7. Create a different avenue for students to report discrimination and racial tensions.

Many of our fellow Ichabods do not feel comfortable going through the extensive and long process of a discrimination investigation. From the evidence we have gathered, we conclude that the interaction with Dr. Foster is damaging and unwelcoming for us. Students also feel like this long process is often to no avail. As a result, we believe that there needs to be the creation of a separate committee consisting of students, faculty and staff to review concerns from students who do not wish to go through the current investigative process. This way students feel like their voices are being heard and social justice actions can be taken on their behalf. An example of how this process should be used is if a student has an encounter with a person who speaks or behaves with hostility because of their identity, then the student can report the concern and the committee will evaluate and come up with an acceptable solution.

  • A campus climate team was put in place. Few students know about this process, how it works or who participates on the various levels. Students are not included on any of these levels. More than once, a student has made a report through the campus climate reporting website and waited more than one week to receive a response though the site affirms a 24-hour response time.

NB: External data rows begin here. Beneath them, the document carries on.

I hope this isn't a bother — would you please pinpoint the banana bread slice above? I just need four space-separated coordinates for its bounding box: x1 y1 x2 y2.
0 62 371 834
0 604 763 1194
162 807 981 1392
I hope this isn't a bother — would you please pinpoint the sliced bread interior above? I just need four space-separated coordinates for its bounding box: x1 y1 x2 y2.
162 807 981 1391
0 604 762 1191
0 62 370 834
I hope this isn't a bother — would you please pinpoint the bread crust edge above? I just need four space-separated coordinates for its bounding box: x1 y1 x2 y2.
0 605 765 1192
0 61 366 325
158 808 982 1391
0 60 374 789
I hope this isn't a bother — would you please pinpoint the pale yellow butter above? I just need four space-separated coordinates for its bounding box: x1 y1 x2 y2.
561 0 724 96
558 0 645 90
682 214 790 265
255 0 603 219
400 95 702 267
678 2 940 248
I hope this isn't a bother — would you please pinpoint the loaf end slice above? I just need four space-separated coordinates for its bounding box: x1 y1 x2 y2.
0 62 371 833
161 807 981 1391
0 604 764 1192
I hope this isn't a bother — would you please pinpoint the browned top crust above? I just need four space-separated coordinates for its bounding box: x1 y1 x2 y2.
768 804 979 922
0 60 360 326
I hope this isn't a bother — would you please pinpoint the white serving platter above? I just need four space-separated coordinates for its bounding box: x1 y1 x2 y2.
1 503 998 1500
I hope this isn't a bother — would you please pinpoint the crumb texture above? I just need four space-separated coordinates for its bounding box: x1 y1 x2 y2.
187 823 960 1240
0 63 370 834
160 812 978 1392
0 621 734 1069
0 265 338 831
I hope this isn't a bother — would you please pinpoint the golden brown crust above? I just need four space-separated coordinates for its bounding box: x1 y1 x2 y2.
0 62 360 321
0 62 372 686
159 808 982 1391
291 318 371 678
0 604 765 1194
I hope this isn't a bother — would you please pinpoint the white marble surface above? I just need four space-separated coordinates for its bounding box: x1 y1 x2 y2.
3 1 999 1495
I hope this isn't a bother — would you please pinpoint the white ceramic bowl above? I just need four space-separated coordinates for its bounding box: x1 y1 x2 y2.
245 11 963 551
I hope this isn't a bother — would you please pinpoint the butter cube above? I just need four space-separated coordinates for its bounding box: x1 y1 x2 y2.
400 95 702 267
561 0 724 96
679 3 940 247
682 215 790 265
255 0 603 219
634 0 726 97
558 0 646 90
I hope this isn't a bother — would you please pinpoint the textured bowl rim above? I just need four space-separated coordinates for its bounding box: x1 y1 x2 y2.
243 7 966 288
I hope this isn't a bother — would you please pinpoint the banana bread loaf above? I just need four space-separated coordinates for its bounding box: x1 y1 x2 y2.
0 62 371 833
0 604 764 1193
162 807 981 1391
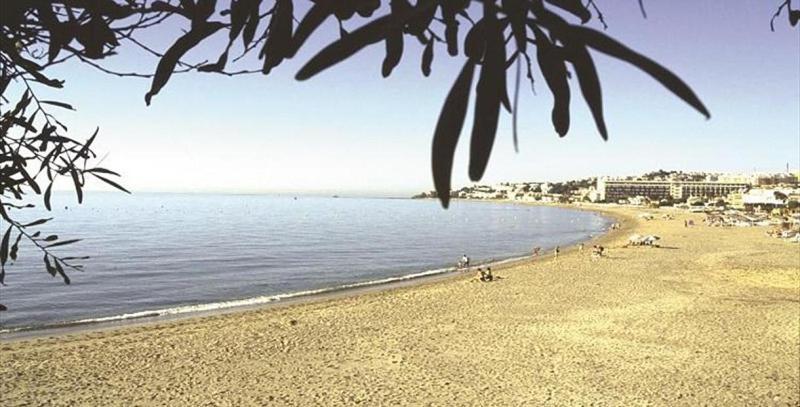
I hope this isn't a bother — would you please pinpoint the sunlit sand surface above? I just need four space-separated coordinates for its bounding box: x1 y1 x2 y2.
3 205 798 406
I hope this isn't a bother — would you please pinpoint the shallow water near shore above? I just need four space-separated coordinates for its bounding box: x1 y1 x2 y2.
0 193 610 332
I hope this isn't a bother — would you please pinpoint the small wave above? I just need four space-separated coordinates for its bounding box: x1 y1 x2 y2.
0 264 466 334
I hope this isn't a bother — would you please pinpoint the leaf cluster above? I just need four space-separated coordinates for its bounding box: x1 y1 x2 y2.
0 85 127 311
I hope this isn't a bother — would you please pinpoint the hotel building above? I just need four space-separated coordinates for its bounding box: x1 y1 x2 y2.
597 177 751 203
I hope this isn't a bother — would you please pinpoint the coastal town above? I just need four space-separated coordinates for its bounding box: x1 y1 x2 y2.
414 169 800 240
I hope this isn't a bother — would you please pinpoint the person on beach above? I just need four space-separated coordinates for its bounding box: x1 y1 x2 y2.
533 247 541 257
476 267 494 282
578 243 584 252
554 246 560 259
459 254 470 269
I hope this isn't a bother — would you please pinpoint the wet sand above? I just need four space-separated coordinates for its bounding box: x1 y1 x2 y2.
2 205 798 406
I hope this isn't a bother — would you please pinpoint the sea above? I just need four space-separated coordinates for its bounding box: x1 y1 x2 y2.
0 193 611 332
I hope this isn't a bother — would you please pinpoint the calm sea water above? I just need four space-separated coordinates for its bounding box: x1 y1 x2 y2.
0 193 610 331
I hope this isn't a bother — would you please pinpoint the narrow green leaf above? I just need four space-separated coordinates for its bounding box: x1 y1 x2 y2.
44 254 56 277
85 168 121 177
0 226 11 266
22 218 52 227
46 239 81 248
296 15 393 80
9 232 22 261
70 168 83 203
432 60 476 208
44 182 53 211
54 260 70 284
39 100 75 110
92 173 131 194
468 21 504 181
571 26 710 119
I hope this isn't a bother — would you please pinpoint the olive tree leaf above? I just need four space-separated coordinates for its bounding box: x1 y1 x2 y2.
296 15 393 80
468 21 505 181
54 260 70 284
241 0 262 48
571 26 710 119
289 1 332 58
532 6 606 139
558 40 606 140
296 2 434 80
9 232 23 261
70 167 83 203
145 22 225 105
533 26 571 136
85 167 121 176
421 39 434 77
259 0 294 75
381 31 403 77
22 218 52 227
0 225 11 267
91 173 131 194
228 0 248 42
47 239 82 248
39 100 75 110
432 60 476 208
544 0 591 23
44 182 53 210
43 254 56 277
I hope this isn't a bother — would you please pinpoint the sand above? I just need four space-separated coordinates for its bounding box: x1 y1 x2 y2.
2 205 799 406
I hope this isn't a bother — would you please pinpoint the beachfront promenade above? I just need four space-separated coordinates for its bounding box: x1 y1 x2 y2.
2 206 798 405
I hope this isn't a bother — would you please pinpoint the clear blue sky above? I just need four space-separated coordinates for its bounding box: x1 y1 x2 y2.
40 1 799 196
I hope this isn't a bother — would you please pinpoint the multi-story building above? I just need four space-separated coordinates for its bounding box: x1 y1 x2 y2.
596 178 672 202
669 181 751 200
597 177 750 203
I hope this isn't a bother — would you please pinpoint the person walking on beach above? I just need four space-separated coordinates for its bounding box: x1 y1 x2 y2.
578 243 584 252
554 246 560 259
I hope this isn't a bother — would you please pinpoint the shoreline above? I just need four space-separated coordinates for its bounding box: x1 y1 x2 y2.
4 204 797 405
1 202 626 342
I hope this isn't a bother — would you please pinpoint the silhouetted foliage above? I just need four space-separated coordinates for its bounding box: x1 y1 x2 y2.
0 88 128 310
1 1 795 304
771 0 800 31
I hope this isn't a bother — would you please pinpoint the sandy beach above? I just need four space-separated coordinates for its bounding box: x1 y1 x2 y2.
2 205 798 406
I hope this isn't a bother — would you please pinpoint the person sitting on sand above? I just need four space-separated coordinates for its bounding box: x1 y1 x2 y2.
483 267 494 282
476 267 484 281
532 246 541 257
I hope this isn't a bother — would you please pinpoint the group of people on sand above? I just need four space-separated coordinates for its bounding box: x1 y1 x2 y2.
475 267 494 282
579 243 605 258
457 254 498 282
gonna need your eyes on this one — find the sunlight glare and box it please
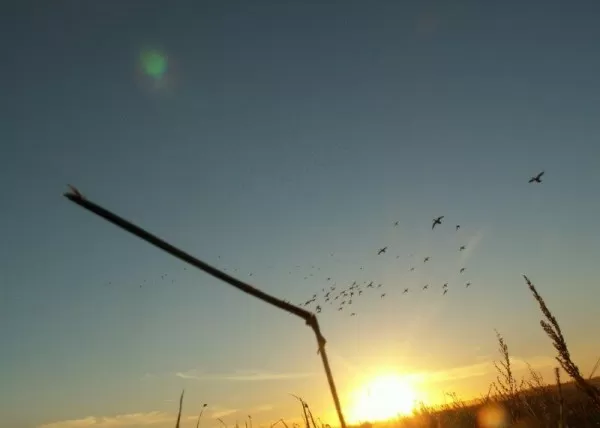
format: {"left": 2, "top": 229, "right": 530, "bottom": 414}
{"left": 348, "top": 374, "right": 417, "bottom": 423}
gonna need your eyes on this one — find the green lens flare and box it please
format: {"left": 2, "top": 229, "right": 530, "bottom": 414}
{"left": 140, "top": 49, "right": 167, "bottom": 79}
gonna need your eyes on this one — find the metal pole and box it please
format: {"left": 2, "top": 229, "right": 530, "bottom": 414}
{"left": 63, "top": 188, "right": 347, "bottom": 428}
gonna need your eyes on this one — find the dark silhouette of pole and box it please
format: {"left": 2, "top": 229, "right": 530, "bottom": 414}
{"left": 63, "top": 188, "right": 347, "bottom": 428}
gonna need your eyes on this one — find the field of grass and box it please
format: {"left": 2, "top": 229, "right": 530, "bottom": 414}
{"left": 173, "top": 275, "right": 600, "bottom": 428}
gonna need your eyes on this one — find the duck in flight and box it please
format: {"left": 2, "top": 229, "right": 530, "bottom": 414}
{"left": 394, "top": 221, "right": 399, "bottom": 227}
{"left": 377, "top": 246, "right": 388, "bottom": 255}
{"left": 466, "top": 281, "right": 472, "bottom": 288}
{"left": 432, "top": 216, "right": 444, "bottom": 230}
{"left": 528, "top": 171, "right": 545, "bottom": 183}
{"left": 459, "top": 245, "right": 466, "bottom": 251}
{"left": 443, "top": 289, "right": 448, "bottom": 295}
{"left": 403, "top": 288, "right": 409, "bottom": 294}
{"left": 424, "top": 256, "right": 430, "bottom": 263}
{"left": 423, "top": 284, "right": 429, "bottom": 290}
{"left": 460, "top": 267, "right": 466, "bottom": 274}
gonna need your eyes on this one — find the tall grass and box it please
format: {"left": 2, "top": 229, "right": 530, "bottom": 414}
{"left": 523, "top": 274, "right": 600, "bottom": 408}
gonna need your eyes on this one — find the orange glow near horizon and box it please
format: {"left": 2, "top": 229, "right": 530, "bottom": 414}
{"left": 346, "top": 373, "right": 421, "bottom": 423}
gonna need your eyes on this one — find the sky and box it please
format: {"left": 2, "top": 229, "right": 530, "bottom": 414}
{"left": 2, "top": 1, "right": 600, "bottom": 427}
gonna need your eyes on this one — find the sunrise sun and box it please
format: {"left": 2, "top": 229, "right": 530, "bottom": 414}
{"left": 348, "top": 374, "right": 418, "bottom": 423}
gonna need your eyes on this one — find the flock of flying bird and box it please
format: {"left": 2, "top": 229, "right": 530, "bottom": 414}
{"left": 291, "top": 170, "right": 545, "bottom": 317}
{"left": 98, "top": 170, "right": 545, "bottom": 318}
{"left": 291, "top": 214, "right": 472, "bottom": 317}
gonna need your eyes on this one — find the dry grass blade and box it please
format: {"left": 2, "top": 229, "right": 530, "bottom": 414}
{"left": 555, "top": 367, "right": 565, "bottom": 428}
{"left": 290, "top": 394, "right": 311, "bottom": 428}
{"left": 270, "top": 419, "right": 289, "bottom": 428}
{"left": 589, "top": 356, "right": 600, "bottom": 380}
{"left": 523, "top": 274, "right": 600, "bottom": 408}
{"left": 196, "top": 403, "right": 208, "bottom": 428}
{"left": 175, "top": 390, "right": 184, "bottom": 428}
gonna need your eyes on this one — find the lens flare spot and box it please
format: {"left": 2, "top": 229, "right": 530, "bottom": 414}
{"left": 140, "top": 49, "right": 167, "bottom": 79}
{"left": 477, "top": 403, "right": 508, "bottom": 428}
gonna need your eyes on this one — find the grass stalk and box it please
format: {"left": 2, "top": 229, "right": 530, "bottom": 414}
{"left": 523, "top": 274, "right": 600, "bottom": 408}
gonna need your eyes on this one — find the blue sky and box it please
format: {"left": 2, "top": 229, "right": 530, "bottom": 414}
{"left": 2, "top": 1, "right": 600, "bottom": 427}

8. Transparency in the processes.

We ask that the investigations under review by Title IX and Equal Opportunity Director instill a process that includes a doable timeline that is made aware to the public, so we are able to know the status of the investigation within the 30-day period. As students we deserve the right to know what’s going on our campus and provided transparency from our university. We also ask that after the first 30-days of an investigation, a statement is made at about where the investigation is at in closing. Then upon closure of the investigation, a statement is made about what will be done to solve the complaint publicly.”

The Washburn Review will continue to publish updates to this story as it progresses.